By contrast with other chansons about his exploits, the Guillaume of Prise is generally motivated by love as opposed to fealty or religious fervour. He is weak-willed and mercurial, depending on encouragement from his more purpose-driven companions. Summarizing the views of several critics, Grunmann-Gaudet describes Guillaume as "a ridiculous caricature of the epic hero". Guillaume's weak will is contrasted with Orable's firmness of mind: she proposes marriage to him and upbraids him for his inconstancy.
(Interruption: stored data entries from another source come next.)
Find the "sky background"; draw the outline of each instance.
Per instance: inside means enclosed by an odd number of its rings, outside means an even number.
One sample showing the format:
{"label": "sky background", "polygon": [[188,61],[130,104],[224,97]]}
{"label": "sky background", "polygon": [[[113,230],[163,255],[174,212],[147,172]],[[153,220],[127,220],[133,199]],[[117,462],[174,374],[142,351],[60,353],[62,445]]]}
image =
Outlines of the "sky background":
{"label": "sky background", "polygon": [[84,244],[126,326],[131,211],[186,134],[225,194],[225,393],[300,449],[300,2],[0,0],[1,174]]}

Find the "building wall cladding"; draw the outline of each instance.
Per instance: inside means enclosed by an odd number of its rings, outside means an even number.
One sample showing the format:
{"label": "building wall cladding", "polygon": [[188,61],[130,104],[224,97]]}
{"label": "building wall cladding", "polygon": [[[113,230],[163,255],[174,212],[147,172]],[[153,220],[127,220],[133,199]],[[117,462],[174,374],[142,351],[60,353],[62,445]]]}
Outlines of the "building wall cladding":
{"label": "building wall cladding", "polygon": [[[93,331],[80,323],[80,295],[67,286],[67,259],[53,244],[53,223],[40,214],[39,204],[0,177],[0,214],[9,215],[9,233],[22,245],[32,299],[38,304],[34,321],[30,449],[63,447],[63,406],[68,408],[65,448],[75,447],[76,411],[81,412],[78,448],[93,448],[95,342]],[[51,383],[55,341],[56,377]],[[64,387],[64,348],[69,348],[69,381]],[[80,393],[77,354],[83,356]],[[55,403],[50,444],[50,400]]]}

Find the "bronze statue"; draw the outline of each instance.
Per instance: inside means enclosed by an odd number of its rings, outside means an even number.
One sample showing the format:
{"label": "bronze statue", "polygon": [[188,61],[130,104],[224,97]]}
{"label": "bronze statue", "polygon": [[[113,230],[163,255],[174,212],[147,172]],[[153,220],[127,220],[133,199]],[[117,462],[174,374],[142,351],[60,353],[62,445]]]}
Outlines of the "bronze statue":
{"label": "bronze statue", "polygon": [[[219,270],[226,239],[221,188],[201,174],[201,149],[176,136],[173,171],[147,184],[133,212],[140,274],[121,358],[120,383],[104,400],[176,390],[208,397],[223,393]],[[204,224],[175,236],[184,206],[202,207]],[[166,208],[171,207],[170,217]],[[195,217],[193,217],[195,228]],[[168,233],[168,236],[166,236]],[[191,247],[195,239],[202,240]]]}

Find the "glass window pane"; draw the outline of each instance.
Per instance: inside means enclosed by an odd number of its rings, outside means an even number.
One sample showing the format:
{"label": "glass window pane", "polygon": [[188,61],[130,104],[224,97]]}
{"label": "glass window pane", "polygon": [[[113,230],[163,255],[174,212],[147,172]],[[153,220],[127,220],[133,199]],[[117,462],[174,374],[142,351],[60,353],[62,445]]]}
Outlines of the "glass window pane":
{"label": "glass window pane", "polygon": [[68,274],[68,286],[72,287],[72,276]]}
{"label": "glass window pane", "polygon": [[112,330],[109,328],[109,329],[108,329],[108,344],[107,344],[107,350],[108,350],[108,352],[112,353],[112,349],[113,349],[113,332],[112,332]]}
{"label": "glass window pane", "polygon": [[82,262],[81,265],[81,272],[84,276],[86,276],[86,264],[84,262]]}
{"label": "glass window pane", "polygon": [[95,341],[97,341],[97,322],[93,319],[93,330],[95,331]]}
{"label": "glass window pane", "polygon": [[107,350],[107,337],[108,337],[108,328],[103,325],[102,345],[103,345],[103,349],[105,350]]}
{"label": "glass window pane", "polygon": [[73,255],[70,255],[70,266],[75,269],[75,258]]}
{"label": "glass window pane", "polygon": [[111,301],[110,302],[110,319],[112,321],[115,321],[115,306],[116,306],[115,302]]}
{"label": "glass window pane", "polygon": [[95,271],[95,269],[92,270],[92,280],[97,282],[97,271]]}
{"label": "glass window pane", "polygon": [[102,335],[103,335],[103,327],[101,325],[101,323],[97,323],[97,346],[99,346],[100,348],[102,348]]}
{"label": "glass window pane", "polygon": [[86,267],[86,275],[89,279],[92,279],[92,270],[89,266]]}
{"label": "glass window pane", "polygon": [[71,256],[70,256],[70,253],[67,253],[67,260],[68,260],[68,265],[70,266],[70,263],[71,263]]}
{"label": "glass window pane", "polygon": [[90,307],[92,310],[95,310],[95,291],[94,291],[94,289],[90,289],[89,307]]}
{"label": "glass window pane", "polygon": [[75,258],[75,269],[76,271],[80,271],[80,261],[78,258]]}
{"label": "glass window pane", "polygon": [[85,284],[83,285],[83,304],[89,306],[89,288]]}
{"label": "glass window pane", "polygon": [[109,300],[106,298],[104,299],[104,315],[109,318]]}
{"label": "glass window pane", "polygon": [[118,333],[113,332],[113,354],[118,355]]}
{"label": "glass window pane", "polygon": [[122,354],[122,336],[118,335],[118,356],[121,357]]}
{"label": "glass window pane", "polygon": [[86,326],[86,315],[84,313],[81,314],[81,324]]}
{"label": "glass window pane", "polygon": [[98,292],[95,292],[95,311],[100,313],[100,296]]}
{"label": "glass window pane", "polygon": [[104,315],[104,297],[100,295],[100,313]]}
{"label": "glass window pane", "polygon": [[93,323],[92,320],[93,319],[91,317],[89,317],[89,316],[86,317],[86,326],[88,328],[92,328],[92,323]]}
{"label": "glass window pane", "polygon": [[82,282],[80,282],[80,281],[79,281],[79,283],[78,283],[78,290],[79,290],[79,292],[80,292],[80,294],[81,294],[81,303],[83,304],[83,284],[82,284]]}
Compared to earlier chansons de geste, the tone of Prise is playful, comic, and parodic. According to William W. Kibler, Joseph Bédier's 1908 study Les Légendes épiques was the first to treat Prise as a comic text. Logan Whalen argues that Prise is not the only funny chanson: Couronnement and Charroi, writes Whalen, also have a comic style. Claude Régnier calls Prise a "masterpiece of humour", noting its "discreetly parodic" use of tropes of the epic genre. Joseph J. Duggan, dismissing Régnier's suggestion, says Prises "unimaginative" use of epic tropes "approaches self-parody".